Le M23 vient de prendre Uvira, dernière grande ville qui lui résistait au Sud-Kivu. Le Burundi est contraint de quitter la RDC et Kinshasa vacille. Mais pourquoi maintenant, juste après l’accord de paix signé sous l’égide de Washington ? La réponse risque de vous surprendre…

Imaginez une ville côtière paisible au bord du lac Tanganyika, soudain envahie par des colonnes de combattants bien équipés. Mardi soir, Uvira, dernière place forte échappant encore au M23 dans le Sud-Kivu, est tombée. Cette prise marque un tournant brutal dans le conflit qui déchire l’est de la République démocratique du Congo depuis près de trois ans.

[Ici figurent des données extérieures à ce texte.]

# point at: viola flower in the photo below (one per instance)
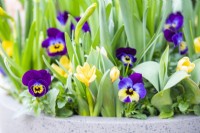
(114, 73)
(174, 21)
(131, 88)
(102, 51)
(62, 17)
(197, 44)
(65, 62)
(55, 43)
(37, 81)
(178, 41)
(126, 55)
(85, 28)
(86, 74)
(185, 65)
(8, 47)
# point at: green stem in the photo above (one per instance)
(90, 101)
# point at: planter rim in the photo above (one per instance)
(78, 124)
(16, 106)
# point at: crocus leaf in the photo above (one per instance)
(195, 74)
(52, 96)
(163, 67)
(163, 102)
(175, 79)
(150, 71)
(192, 91)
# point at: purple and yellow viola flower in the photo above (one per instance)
(38, 82)
(62, 17)
(178, 41)
(131, 88)
(126, 55)
(174, 21)
(55, 43)
(85, 28)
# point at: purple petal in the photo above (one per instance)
(177, 38)
(183, 48)
(125, 83)
(127, 100)
(127, 50)
(168, 35)
(36, 75)
(45, 76)
(39, 82)
(62, 17)
(52, 32)
(136, 78)
(140, 89)
(175, 20)
(86, 27)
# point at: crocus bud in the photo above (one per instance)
(114, 73)
(185, 65)
(197, 44)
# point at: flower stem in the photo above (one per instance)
(90, 100)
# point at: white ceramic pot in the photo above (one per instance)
(78, 124)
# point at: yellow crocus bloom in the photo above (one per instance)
(86, 74)
(8, 47)
(185, 65)
(197, 44)
(65, 62)
(114, 73)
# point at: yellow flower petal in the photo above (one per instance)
(8, 47)
(85, 73)
(184, 64)
(197, 45)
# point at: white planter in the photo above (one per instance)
(78, 124)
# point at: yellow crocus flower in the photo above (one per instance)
(86, 74)
(65, 62)
(8, 47)
(197, 44)
(114, 73)
(185, 65)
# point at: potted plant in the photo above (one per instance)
(134, 59)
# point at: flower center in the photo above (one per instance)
(129, 91)
(38, 88)
(57, 47)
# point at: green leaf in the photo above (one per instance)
(196, 109)
(52, 96)
(163, 68)
(192, 91)
(195, 74)
(163, 102)
(83, 19)
(150, 71)
(175, 79)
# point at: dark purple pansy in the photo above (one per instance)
(38, 82)
(126, 55)
(62, 17)
(85, 28)
(131, 88)
(2, 72)
(174, 21)
(55, 43)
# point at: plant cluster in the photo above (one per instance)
(119, 58)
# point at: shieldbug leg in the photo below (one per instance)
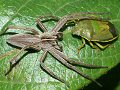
(39, 21)
(35, 32)
(48, 70)
(101, 46)
(83, 44)
(55, 52)
(14, 60)
(74, 62)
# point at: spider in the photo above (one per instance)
(48, 42)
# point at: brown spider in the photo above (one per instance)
(48, 42)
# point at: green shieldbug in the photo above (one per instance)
(99, 32)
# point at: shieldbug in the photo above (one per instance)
(99, 32)
(48, 42)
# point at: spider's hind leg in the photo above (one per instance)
(49, 71)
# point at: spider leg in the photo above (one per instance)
(74, 62)
(39, 21)
(35, 32)
(73, 18)
(64, 62)
(15, 60)
(48, 70)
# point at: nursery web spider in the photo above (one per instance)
(48, 42)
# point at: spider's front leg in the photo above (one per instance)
(15, 60)
(48, 70)
(73, 18)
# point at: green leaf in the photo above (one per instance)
(28, 75)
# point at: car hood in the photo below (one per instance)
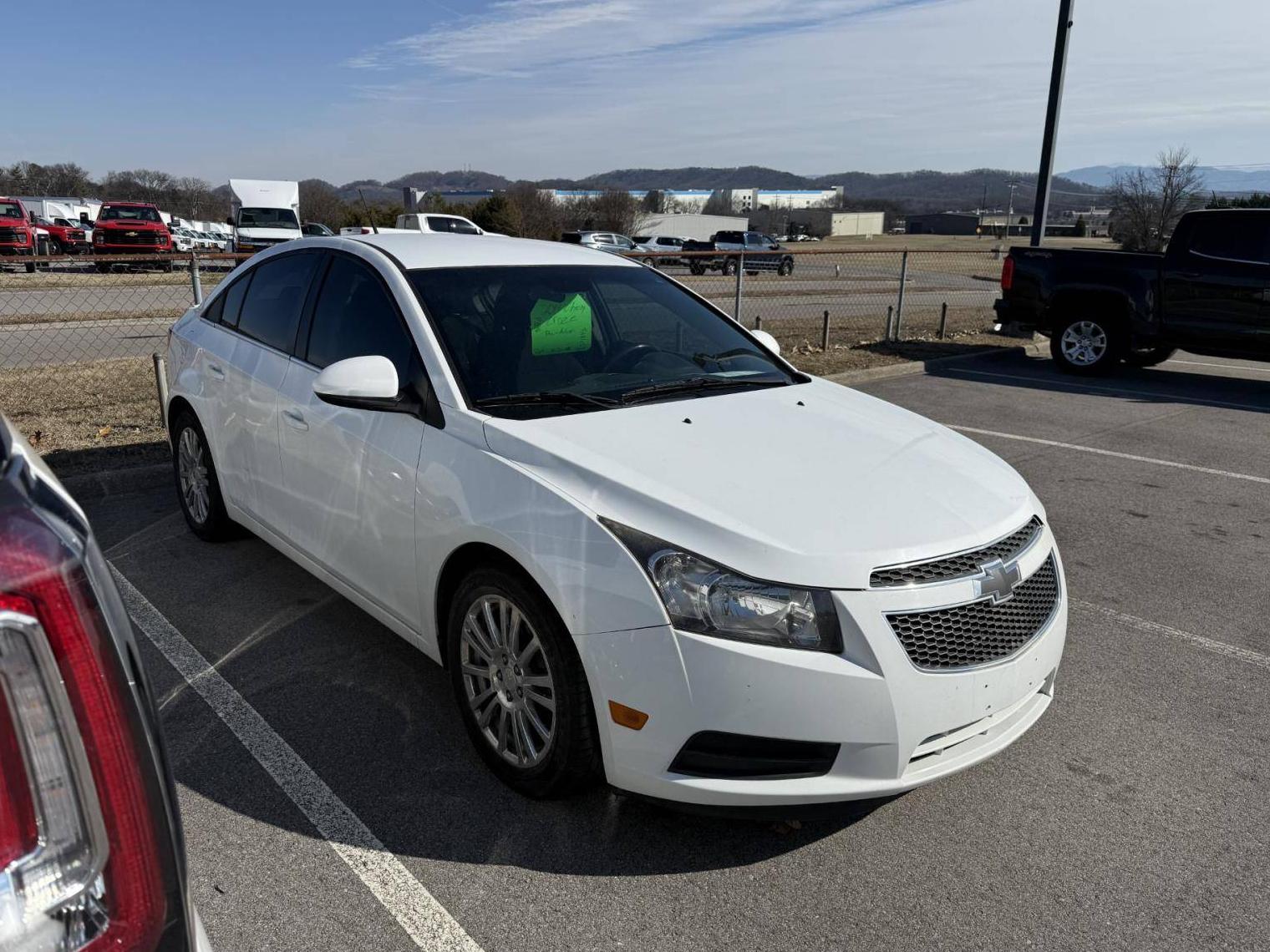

Derrière cette offensive éclair, on retrouve le même schéma : le mouvement rebelle M23, soutenu par plusieurs milliers de soldats rwandais, poursuit sa progression méthodique. Mais cette fois, la cible n’est pas seulement territoriale. Elle est stratégique, politique et régionale.

Uvira tombait au pire moment pour Kinshasa

Le timing est presque provocateur. À peine quelques jours après que Félix Tshisekedi et Paul Kagame ont paraphé à Washington, sous les applaudissements de la diplomatie américaine, un accord qualifié de « miracle » pour la paix, les combats ont repris de plus belle. Et pas n’importe où : à Uvira, porte d’entrée sud du Kivu et verrou stratégique entre la RDC et le Burundi.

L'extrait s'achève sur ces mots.